"Maischberger" zu Deutschtürken "Maischberger": "Tatort"-Star Tayfun Bademsoy früher beleidigt und bespuckt

Die Diskussion über Integration und Doppelpass läuft seit einer Woche wieder auf Hochtouren in Deutschland. Rund 60 Prozent der Deutschtürken, die sich am Referendum beteiligt haben, stimmten am vergangenen Sonntag für Erdogans Weg in die Autokratie. „Türken in Deutschland: Immer noch Bürger 2. Klasse?“, fragte sich am späten Mittwochabend deshalb die Talkrunde bei Maischberger. Türkischstämmige wie „Tatort“-Darsteller Tayfun Bademsoy berichtet von ihren Erfahrungen in Deutschland.
Man könne nicht gleichzeitig für die deutsche Verfassung sein und Erdogan unterstützen, sagt etwa Julia Klöckner, CDU-Landeschefin von Rheinland-Pfalz.
Die Option der Mehrstaatlichkeit von Türkeistämmigen der zweiten und dritten Generation hält Klöckner für falsch: „Eine Verwurzelung, die gar nicht da ist, kann nicht in alle Ewigkeit weitervererbt werden.“ Schließlich sei es keine Zumutung, sich für eine Nation entscheiden zu müssen.
Warnung vor Welle des politischen Islam
Ähnlich sieht es Susanne Schröter, Direktorin des "Forschungszentrums Globaler Islam" an der Frankfurter Goethe-Universität. „Staatsangehörigkeiten sind keine Handtaschen, von denen man ganz viele hat.“ Erdogan sei darauf bedacht, die Türkeistämmigen an die Türkei zu binden. „Er macht die Beziehungen immer weiter kaputt.“ Sie warnt vor der Welle des politischen Islam, die zunehmend auch junge Deutsche beeinflusse.
Tayfun Bademsoy von deutschen Kindern gemobbt
Bewegend erzählte der Schauspieler Tayfun Bademsoy von den Ausgrenzungserfahren seiner Kindheit: Als er in den 1970ern als 11-Jähriger nach Deutschland kam wurde er von deutschen Kindern angespuckt, beleidigt – Lehrer unterstützen die Diskriminierung. „Es gibt wunderbare Menschen in Deutschland, aber auch viel Ablehnung.“ Inzwischen habe sich das Klima verbessert.
Wie Erdogan das türkische Volk manipuliert
Erdogan, so der studierte Psychologe Tayfun Bademsoy, habe das türkische Volk manipuliert. „Dieser Mann ist von der Macht so sehr korrumpiert, dass er nicht für das Volk arbeitet.“ Der „Tatort“-Darsteller warnt trotzdem davor, alle Türken in Deutschland nun unter Erdogan-Verdacht zu stellen. Von den 2,9 Millionen Deutschtürken waren nur 1,4 Millionen wahlberechtigt, 416.000 haben für seine Verfassungsänderung gestimmt.
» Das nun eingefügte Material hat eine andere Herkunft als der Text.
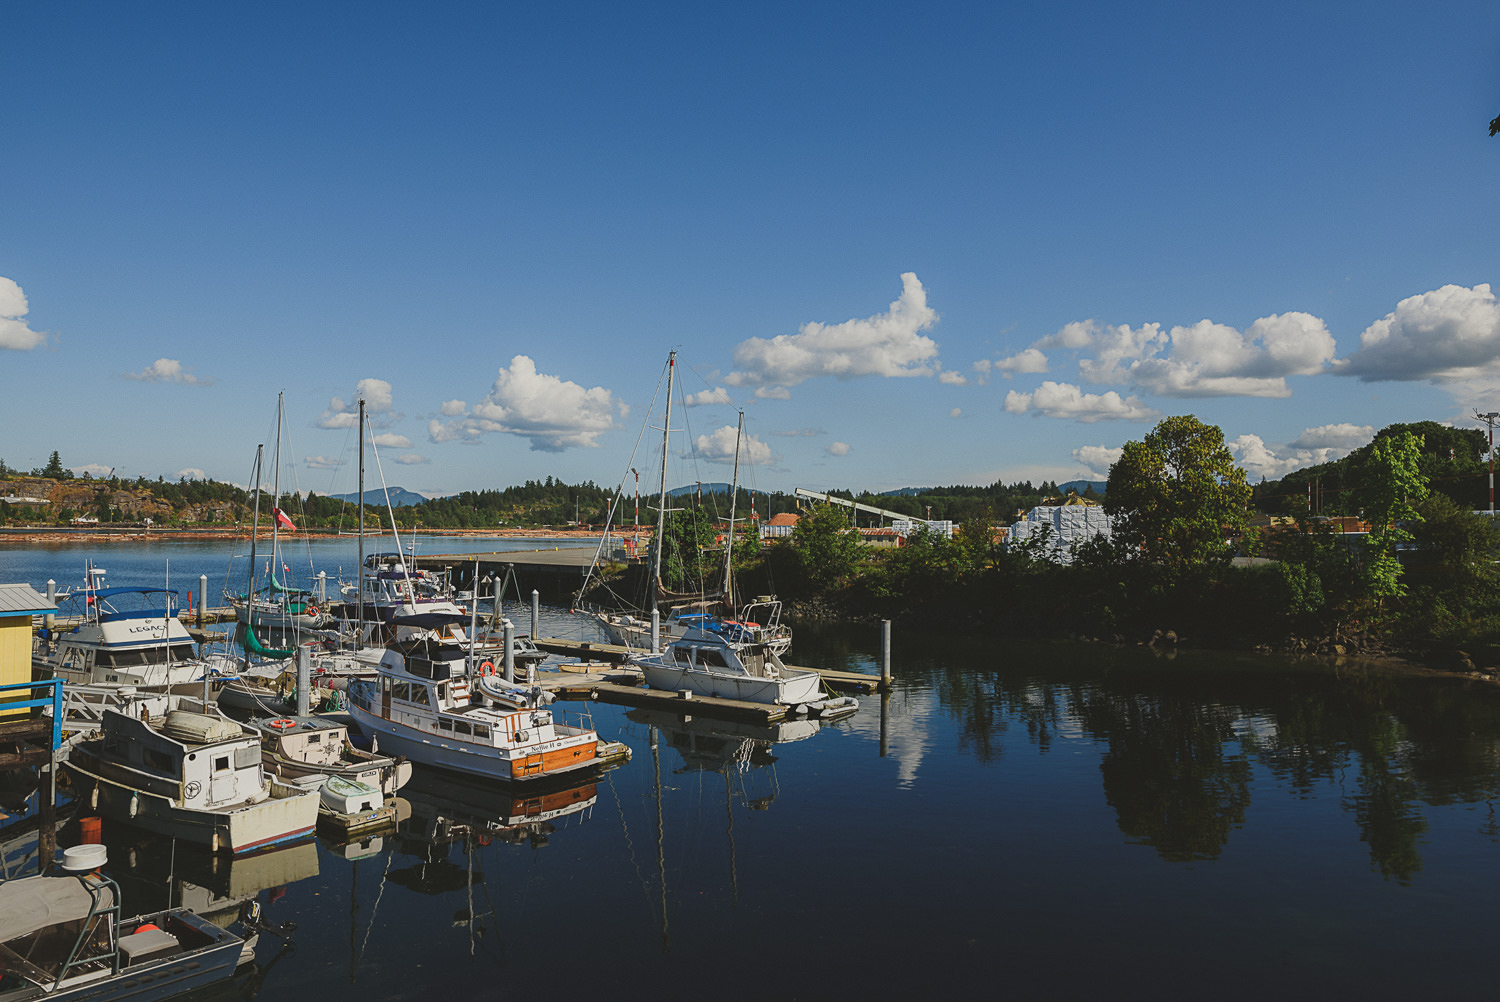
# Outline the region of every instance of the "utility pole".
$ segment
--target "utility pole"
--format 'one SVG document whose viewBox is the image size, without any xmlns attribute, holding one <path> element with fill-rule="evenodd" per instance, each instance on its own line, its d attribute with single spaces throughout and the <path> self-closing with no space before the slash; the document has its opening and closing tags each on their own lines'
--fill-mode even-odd
<svg viewBox="0 0 1500 1002">
<path fill-rule="evenodd" d="M 1488 414 L 1474 412 L 1474 416 L 1490 427 L 1490 518 L 1495 517 L 1495 418 L 1500 418 L 1500 411 L 1490 411 Z"/>
</svg>

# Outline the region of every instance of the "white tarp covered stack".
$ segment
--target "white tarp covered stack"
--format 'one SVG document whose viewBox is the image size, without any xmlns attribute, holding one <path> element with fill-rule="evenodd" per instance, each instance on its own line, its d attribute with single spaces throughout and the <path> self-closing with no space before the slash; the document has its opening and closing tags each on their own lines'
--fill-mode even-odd
<svg viewBox="0 0 1500 1002">
<path fill-rule="evenodd" d="M 1005 545 L 1013 546 L 1043 532 L 1048 534 L 1050 545 L 1041 556 L 1054 563 L 1070 564 L 1074 546 L 1095 536 L 1109 538 L 1109 516 L 1098 505 L 1040 506 L 1028 511 L 1025 518 L 1005 530 Z"/>
</svg>

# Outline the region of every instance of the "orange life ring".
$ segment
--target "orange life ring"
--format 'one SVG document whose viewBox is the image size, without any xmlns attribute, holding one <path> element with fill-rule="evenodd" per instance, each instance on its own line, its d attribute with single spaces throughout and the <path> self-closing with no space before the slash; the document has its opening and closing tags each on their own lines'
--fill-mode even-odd
<svg viewBox="0 0 1500 1002">
<path fill-rule="evenodd" d="M 481 674 L 481 675 L 493 675 L 493 674 L 495 674 L 495 662 L 493 662 L 493 661 L 484 661 L 484 662 L 481 662 L 480 665 L 479 665 L 479 674 Z"/>
<path fill-rule="evenodd" d="M 296 727 L 297 726 L 297 721 L 295 721 L 295 720 L 288 720 L 287 718 L 282 717 L 280 720 L 273 720 L 273 721 L 271 721 L 270 726 L 276 728 L 278 731 L 284 731 L 288 727 Z"/>
</svg>

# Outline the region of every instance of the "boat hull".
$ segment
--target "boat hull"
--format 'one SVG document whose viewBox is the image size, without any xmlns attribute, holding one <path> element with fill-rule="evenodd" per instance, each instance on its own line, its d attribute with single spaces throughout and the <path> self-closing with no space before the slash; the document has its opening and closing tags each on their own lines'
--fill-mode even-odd
<svg viewBox="0 0 1500 1002">
<path fill-rule="evenodd" d="M 653 689 L 697 696 L 738 699 L 747 703 L 777 703 L 796 706 L 822 698 L 822 679 L 817 672 L 787 672 L 780 678 L 730 675 L 698 671 L 681 665 L 662 665 L 649 660 L 635 662 Z"/>
<path fill-rule="evenodd" d="M 215 852 L 258 852 L 310 838 L 317 827 L 317 790 L 273 779 L 271 795 L 265 800 L 227 809 L 195 810 L 111 780 L 89 768 L 91 765 L 98 768 L 97 763 L 70 759 L 64 768 L 79 781 L 83 802 L 100 815 L 158 835 L 206 845 Z"/>
</svg>

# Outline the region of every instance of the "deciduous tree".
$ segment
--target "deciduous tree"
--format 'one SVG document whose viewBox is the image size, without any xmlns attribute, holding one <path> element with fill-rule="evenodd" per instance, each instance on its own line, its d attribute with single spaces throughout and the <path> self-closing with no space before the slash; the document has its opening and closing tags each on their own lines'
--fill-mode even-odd
<svg viewBox="0 0 1500 1002">
<path fill-rule="evenodd" d="M 1115 539 L 1176 574 L 1232 556 L 1228 539 L 1244 526 L 1249 500 L 1223 431 L 1187 414 L 1125 443 L 1109 468 L 1104 507 Z"/>
</svg>

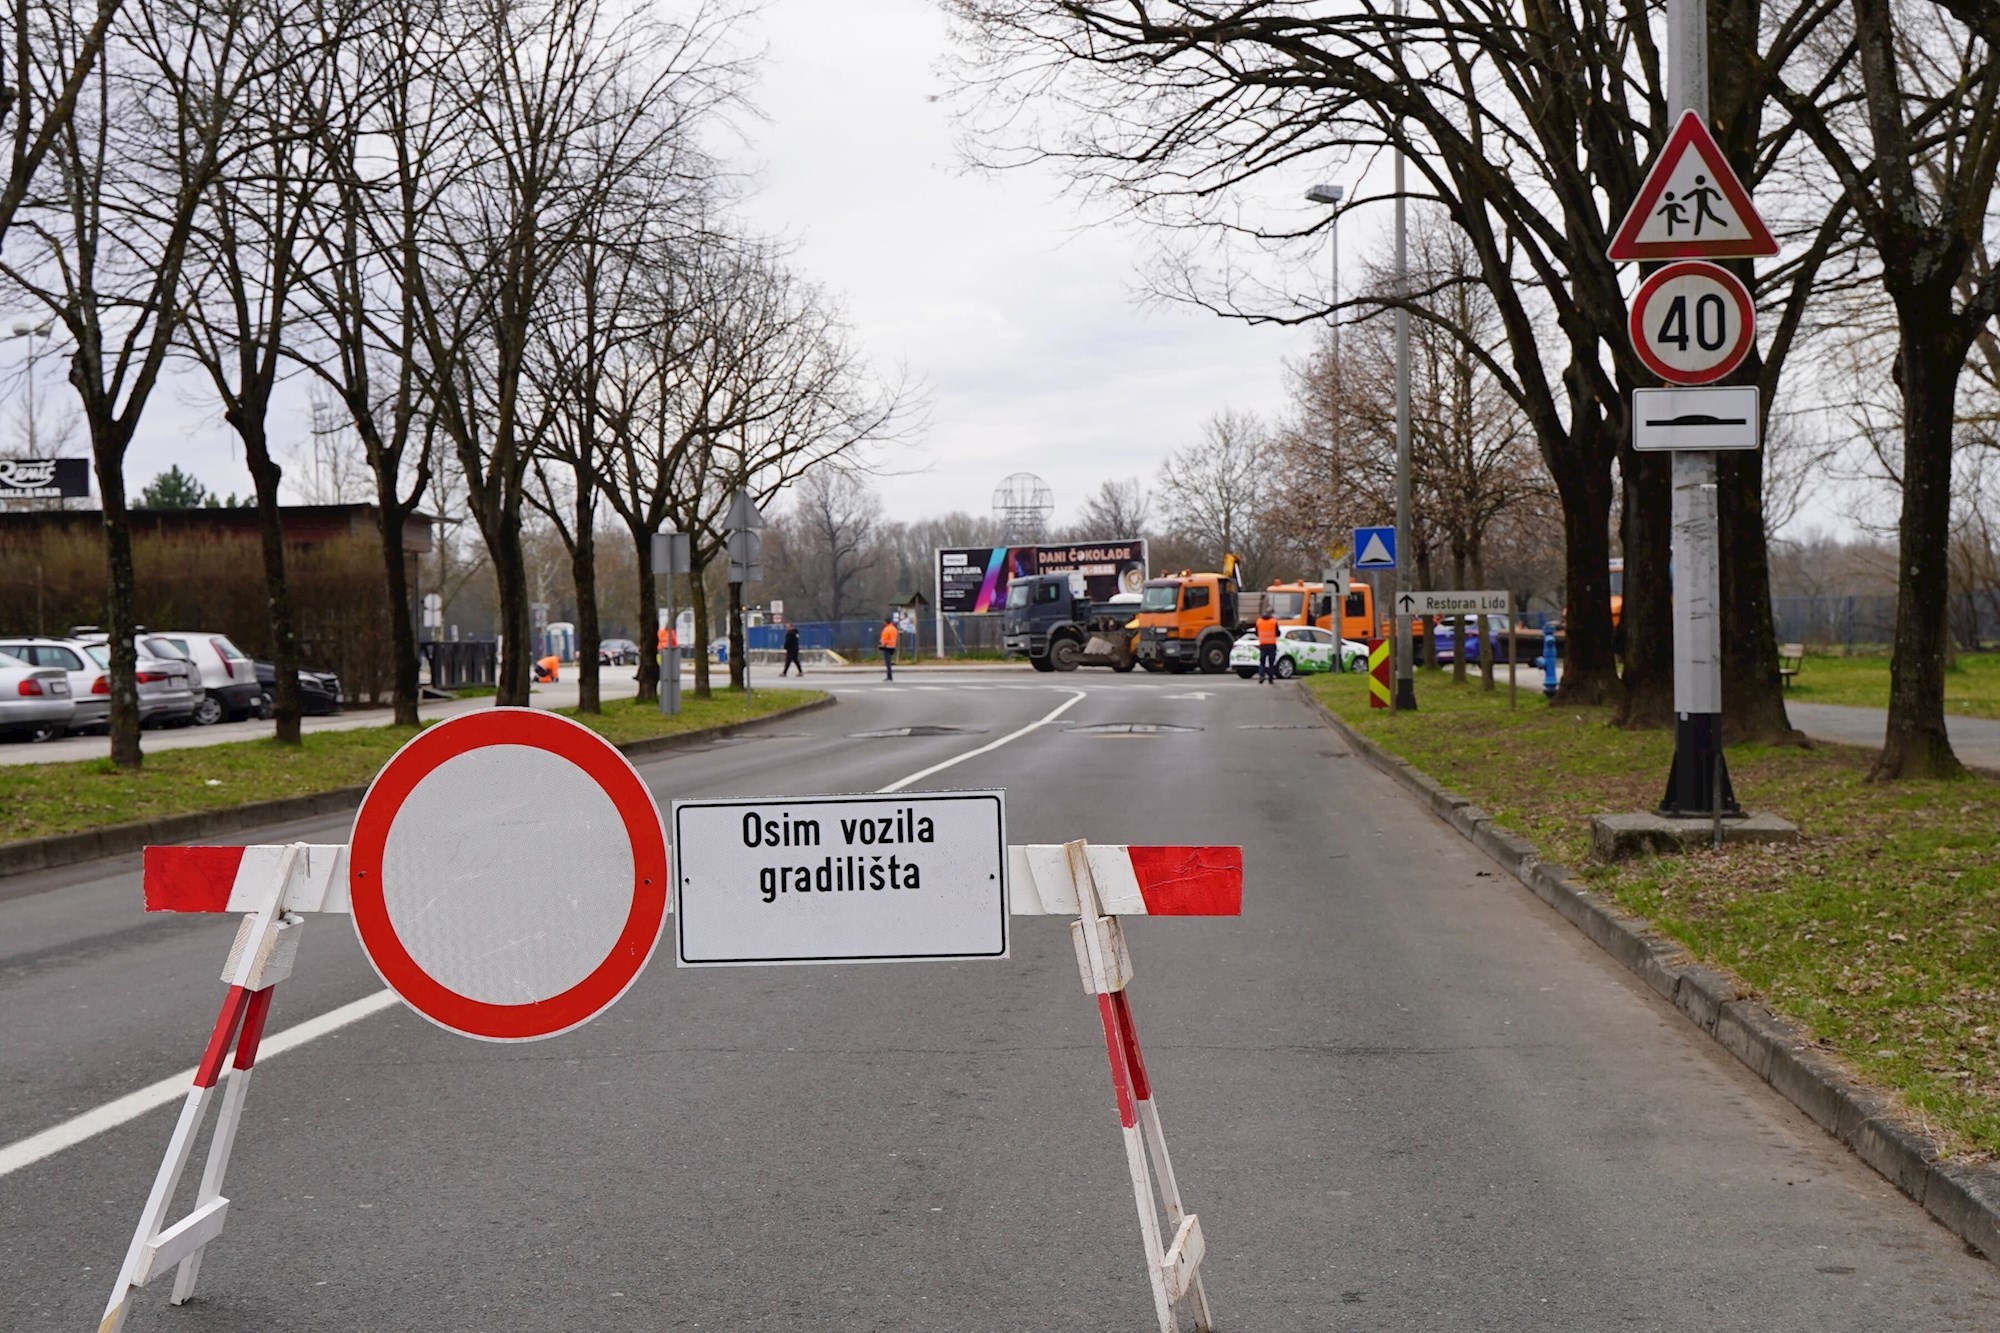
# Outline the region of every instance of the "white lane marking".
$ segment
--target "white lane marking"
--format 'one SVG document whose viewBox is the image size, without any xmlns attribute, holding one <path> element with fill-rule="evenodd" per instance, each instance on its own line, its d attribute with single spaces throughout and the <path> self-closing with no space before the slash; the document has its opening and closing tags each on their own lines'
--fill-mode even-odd
<svg viewBox="0 0 2000 1333">
<path fill-rule="evenodd" d="M 895 687 L 890 686 L 887 688 L 893 689 Z M 1057 687 L 1017 686 L 1016 688 L 1037 689 Z M 888 786 L 878 788 L 877 790 L 885 795 L 890 792 L 899 792 L 913 782 L 923 781 L 933 773 L 942 773 L 945 769 L 951 768 L 956 764 L 962 764 L 968 759 L 982 754 L 991 754 L 1008 742 L 1017 741 L 1029 732 L 1036 731 L 1055 721 L 1071 708 L 1075 707 L 1077 701 L 1084 698 L 1085 695 L 1086 691 L 1083 690 L 1072 691 L 1069 698 L 1063 700 L 1062 703 L 1058 704 L 1050 712 L 1043 714 L 1027 726 L 1022 727 L 1019 731 L 1010 731 L 998 740 L 988 741 L 977 749 L 967 750 L 964 754 L 954 756 L 943 763 L 932 764 L 929 768 L 912 773 L 906 778 L 892 782 Z M 274 1056 L 283 1055 L 286 1051 L 296 1050 L 309 1041 L 324 1037 L 329 1032 L 338 1032 L 348 1024 L 359 1022 L 370 1014 L 380 1013 L 382 1010 L 388 1009 L 396 1003 L 396 995 L 393 991 L 379 990 L 373 995 L 364 995 L 358 1000 L 343 1004 L 338 1009 L 330 1009 L 318 1018 L 308 1018 L 303 1023 L 295 1023 L 283 1032 L 266 1037 L 258 1044 L 257 1062 L 262 1064 Z M 192 1067 L 183 1069 L 178 1074 L 169 1074 L 166 1078 L 156 1083 L 148 1083 L 145 1087 L 135 1092 L 128 1092 L 123 1097 L 108 1101 L 102 1106 L 92 1107 L 81 1115 L 72 1116 L 59 1125 L 52 1125 L 39 1134 L 30 1134 L 25 1139 L 19 1139 L 7 1144 L 5 1147 L 0 1147 L 0 1176 L 6 1176 L 12 1172 L 19 1171 L 23 1167 L 33 1166 L 37 1162 L 55 1156 L 65 1148 L 73 1148 L 86 1139 L 97 1137 L 106 1130 L 116 1129 L 118 1126 L 126 1124 L 129 1121 L 137 1120 L 148 1111 L 157 1110 L 159 1107 L 179 1101 L 181 1098 L 187 1096 L 188 1088 L 194 1083 L 194 1075 L 195 1071 Z"/>
<path fill-rule="evenodd" d="M 1036 718 L 1033 722 L 1030 722 L 1027 726 L 1022 727 L 1019 731 L 1010 731 L 997 741 L 988 741 L 986 744 L 980 746 L 976 750 L 967 750 L 964 754 L 953 755 L 950 759 L 945 760 L 941 764 L 932 764 L 929 768 L 926 768 L 921 772 L 912 773 L 910 774 L 910 776 L 903 778 L 900 781 L 892 782 L 886 787 L 878 787 L 876 788 L 876 791 L 884 794 L 893 791 L 901 791 L 903 790 L 903 788 L 909 786 L 913 782 L 922 782 L 925 778 L 929 777 L 933 773 L 942 773 L 947 768 L 955 768 L 959 764 L 964 763 L 968 759 L 976 759 L 982 754 L 991 754 L 993 753 L 993 751 L 999 749 L 1001 746 L 1007 744 L 1009 741 L 1017 741 L 1031 731 L 1038 731 L 1041 728 L 1046 727 L 1049 723 L 1055 721 L 1057 718 L 1061 717 L 1064 713 L 1067 713 L 1070 709 L 1076 707 L 1077 702 L 1085 698 L 1086 695 L 1087 692 L 1084 690 L 1074 690 L 1070 693 L 1069 698 L 1063 700 L 1061 703 L 1057 704 L 1054 708 L 1042 714 L 1040 717 Z"/>
<path fill-rule="evenodd" d="M 356 1023 L 370 1014 L 380 1013 L 396 1003 L 393 993 L 386 990 L 364 995 L 338 1009 L 329 1009 L 318 1018 L 308 1018 L 303 1023 L 295 1023 L 275 1036 L 266 1037 L 257 1046 L 257 1063 L 286 1051 L 296 1050 L 307 1042 L 324 1037 L 329 1032 L 337 1032 L 349 1023 Z M 157 1083 L 148 1083 L 136 1092 L 128 1092 L 123 1097 L 93 1107 L 82 1115 L 73 1116 L 59 1125 L 51 1126 L 39 1134 L 0 1148 L 0 1176 L 33 1166 L 47 1157 L 53 1157 L 65 1148 L 73 1148 L 85 1139 L 95 1138 L 108 1129 L 116 1129 L 127 1121 L 137 1120 L 146 1112 L 157 1107 L 177 1102 L 187 1096 L 188 1088 L 194 1083 L 195 1071 L 192 1067 L 178 1074 L 170 1074 Z"/>
</svg>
Ihm gegenüber saß AKP-Anhänger und SPD-Mitglied Ozan Ceyhun. 1980 kam Ceyhun infolge des Militärputsches als 20-Jähriger nach Deutschland. „Endlich haben wir eine Verfassung, die von Zivilisten geschrieben wurde“, kommentiert er sein Votum für das Referendum.
Der ehemalige EU-Parlamentarier macht bis heute in Deutschland die Erfahrung, von einigen nicht als Deutscher anerkannt zu werden. Dies habe aber nichts mit seinen Sympathien für Erdogan zu tun.
Erdogan nutzt Identitätskrise
Dagegen hält die ehemalige baden-württembergische Integrationsministerin Bilkay Öney. Es sei normal bei Menschen mit Migrationshintergrund, dass sie sich in einer Identitätskrise befinden. Erdogan setze genau da an. „Wir haben jahrelang die Realität ignoriert, dass Deutschland ein Einwanderungsland ist.“
Inzwischen seien viele Maßnahmen auf den Weg gebracht. Fehler habe es auf beiden Seiten gegeben. Dieser Weg müsse nun weitergegangen werden.